When we finally made it out to the airport, I was astonished by not just the huge numbers of people, but their different types . Television in India doesn’t show you the variety of humanity, their complexions and clothes and cultures so removed from my own: the black woman with her tight trousers and inch-long purple nails, checking my immigration papers; the waiflike Chinese man with the small, serious spectacles, waiting for his grey-haired mother to make her way through customs; the fat white fellow bellowing at his children to get out of the way so he could heave his luggage onto a wayward trolley.
The airport already was a world I had never seen, a microcosm of a universe that I knew I would always be apart from, never a part of.
A week after our Delhi wedding, Sanjay and I had arrived in Los Angeles, his home for the past two decades. For the following two weeks, it was going to be just him and me.
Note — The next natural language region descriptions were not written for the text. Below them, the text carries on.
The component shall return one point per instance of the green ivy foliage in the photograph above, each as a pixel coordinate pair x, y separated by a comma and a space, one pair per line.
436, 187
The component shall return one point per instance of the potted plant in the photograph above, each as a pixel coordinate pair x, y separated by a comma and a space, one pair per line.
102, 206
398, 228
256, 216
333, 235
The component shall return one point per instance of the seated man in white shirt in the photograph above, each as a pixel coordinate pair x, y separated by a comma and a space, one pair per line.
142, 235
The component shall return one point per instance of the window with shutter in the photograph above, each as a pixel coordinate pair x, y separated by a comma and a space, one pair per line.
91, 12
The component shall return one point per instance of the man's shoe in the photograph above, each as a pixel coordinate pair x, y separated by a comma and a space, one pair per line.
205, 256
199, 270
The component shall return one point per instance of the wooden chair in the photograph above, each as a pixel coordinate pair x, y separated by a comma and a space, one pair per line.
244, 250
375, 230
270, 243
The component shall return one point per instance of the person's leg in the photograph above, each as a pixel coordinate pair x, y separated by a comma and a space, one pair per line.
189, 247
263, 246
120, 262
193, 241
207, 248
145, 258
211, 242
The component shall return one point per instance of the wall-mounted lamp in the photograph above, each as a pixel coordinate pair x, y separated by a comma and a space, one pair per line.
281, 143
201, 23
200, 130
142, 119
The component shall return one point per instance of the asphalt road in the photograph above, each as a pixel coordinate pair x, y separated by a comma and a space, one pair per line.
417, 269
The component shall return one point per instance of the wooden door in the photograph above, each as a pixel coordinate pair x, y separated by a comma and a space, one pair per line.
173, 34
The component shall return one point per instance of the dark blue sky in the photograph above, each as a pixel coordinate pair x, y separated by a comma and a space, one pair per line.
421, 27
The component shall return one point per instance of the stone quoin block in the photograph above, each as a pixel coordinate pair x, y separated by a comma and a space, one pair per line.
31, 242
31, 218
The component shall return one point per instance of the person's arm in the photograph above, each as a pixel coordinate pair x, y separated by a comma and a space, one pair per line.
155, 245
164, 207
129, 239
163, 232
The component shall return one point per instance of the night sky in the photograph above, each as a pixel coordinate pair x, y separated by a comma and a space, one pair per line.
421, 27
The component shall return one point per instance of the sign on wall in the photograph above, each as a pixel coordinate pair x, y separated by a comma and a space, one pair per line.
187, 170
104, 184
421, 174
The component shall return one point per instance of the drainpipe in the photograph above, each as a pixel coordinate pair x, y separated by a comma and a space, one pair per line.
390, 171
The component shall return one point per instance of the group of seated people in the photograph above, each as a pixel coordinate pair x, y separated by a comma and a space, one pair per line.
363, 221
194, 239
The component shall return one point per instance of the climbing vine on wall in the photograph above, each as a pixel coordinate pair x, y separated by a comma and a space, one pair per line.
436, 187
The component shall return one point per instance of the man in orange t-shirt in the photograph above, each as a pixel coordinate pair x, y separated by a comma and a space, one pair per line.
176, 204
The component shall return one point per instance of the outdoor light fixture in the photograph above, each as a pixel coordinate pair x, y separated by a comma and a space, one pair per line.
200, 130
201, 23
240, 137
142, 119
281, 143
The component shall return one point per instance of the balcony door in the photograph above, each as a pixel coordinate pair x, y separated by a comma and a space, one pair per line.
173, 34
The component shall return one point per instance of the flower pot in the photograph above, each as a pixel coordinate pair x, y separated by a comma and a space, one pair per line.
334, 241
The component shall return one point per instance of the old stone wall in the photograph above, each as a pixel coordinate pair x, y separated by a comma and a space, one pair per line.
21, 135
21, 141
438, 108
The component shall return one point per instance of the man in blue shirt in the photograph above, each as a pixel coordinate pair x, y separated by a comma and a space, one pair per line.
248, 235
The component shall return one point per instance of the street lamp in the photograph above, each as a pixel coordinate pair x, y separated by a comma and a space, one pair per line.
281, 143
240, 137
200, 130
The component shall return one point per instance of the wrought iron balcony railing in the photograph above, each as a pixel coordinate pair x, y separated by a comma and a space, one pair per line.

My in-laws and Sanjay’s sister, Malini, had remained in India, travelling and visiting relatives, and presumably looking for a husband for my sister-in-law, who had just turned twenty.
‘Welcome.’ Sanjay shut the front door behind us. ‘This is your new home,’ he announced, like the fait accompli it was.
The house was located in a quiet street in Northridge, in an area popularly called ‘the Valley’, which sounds quaint and rural, but in fact is vast and sprawling, and stretches well across the state. Sanjay dropped the bags on the carpet, and moved towards the couch as I stood and looked around.
At least it was a nice home, and for this I could be grateful. One of my friends from Delhi had had an arranged marriage with a man in Chicago, and had arrived there with all the blushing and naïve enthusiasm of a new bride to discover that he was living in a garage.
But here there was plenty of space: a large sitting room, which looked as if it was never used, filled with bulky furniture, marble-topped tables, and a shiny crystal chandelier hanging overhead. A separate dining room boasted a long table, high-backed wooden chairs and a glass-covered cabinet holding glimmering little figurines. In India, this house would be considered a palace, and I very fortunate to live in it.